Humboldt's Gift (1976 Pulitzer Prize) - Saul Bellow [37]
“You want to play a short game?” he said.
“No, Vito, I came to get something from my locker.”
The usual casting about, I was thinking as I went back to the beat-up Mercedes. How typical of me. The usual craving. I looked for help. I longed for someone to do the stations of the cross with me. Just like Pa. And where was Pa? Pa was in the cemetery.
eight
At the Mercedes shop the distinguished official and technician in the white smock was naturally curious but I refused to answer questions. “I don’t know how this happened, Fritz. I found it this way. Fix it. I don’t want to see the bill, either. Just send it to the Continental Illinois. They’ll pay it.” Fritz charged like a brain surgeon.

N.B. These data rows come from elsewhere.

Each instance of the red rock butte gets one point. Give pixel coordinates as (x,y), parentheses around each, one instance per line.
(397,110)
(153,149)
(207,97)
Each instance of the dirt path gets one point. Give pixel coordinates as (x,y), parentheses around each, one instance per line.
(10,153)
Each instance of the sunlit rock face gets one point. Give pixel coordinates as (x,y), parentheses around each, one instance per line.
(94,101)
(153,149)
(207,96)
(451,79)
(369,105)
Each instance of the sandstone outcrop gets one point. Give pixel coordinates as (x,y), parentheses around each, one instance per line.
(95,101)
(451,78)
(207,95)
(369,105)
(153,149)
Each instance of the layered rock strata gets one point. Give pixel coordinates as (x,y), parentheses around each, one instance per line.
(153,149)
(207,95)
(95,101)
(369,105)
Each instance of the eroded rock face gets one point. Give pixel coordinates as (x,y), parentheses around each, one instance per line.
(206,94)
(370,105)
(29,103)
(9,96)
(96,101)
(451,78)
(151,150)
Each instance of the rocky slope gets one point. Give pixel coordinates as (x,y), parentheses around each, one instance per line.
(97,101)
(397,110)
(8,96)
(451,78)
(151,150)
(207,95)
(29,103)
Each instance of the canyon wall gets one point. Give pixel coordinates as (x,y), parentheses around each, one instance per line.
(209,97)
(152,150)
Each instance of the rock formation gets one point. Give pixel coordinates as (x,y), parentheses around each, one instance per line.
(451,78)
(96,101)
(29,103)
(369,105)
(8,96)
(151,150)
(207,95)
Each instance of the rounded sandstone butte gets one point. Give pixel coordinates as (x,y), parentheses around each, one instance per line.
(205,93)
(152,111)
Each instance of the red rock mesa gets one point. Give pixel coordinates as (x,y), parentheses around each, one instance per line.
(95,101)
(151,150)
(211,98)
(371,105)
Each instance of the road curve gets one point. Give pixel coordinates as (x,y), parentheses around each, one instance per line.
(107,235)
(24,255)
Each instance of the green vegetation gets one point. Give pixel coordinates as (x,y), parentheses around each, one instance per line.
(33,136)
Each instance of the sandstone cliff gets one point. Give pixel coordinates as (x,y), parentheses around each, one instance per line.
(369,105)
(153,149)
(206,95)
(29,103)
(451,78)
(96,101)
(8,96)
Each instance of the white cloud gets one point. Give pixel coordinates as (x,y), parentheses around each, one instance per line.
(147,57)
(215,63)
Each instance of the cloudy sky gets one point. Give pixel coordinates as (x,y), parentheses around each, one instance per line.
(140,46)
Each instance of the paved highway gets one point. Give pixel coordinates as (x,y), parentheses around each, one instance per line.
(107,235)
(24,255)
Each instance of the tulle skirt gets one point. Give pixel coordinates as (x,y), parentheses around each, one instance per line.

I flagged a taxi in the street. The driver was wild-looking with an immense Afro Jike a shrub from the gardens at Versailles. The back of his cab was dusty with cigarette ashes and had a tavern odor. There was a bullet-proof screen between us. He made a fast turn and charged due west on Division Street. I could see little, because of the blurred Plexiglas and the Afro, but I didn’t really need to look, I knew it all by heart. Large parts of Chicago decay and fall down. Some are rebuilt, others just lie there. It’s like a film montage of rise fall and rise. Division Street where the old Bath stands used to be Polish and now is almost entirely Puerto Rican. In the Polish days, the small brick bungalows were painted fresh red, maroon, and candy green. The grass plots were fenced with iron pipe. I always thought that there must be Baltic towns that looked like this, Gdynia for instance, the difference being that the Illinois prairie erupted in vacant lots and tumbleweed rolled down the streets. Tumbleweed is so melancholy.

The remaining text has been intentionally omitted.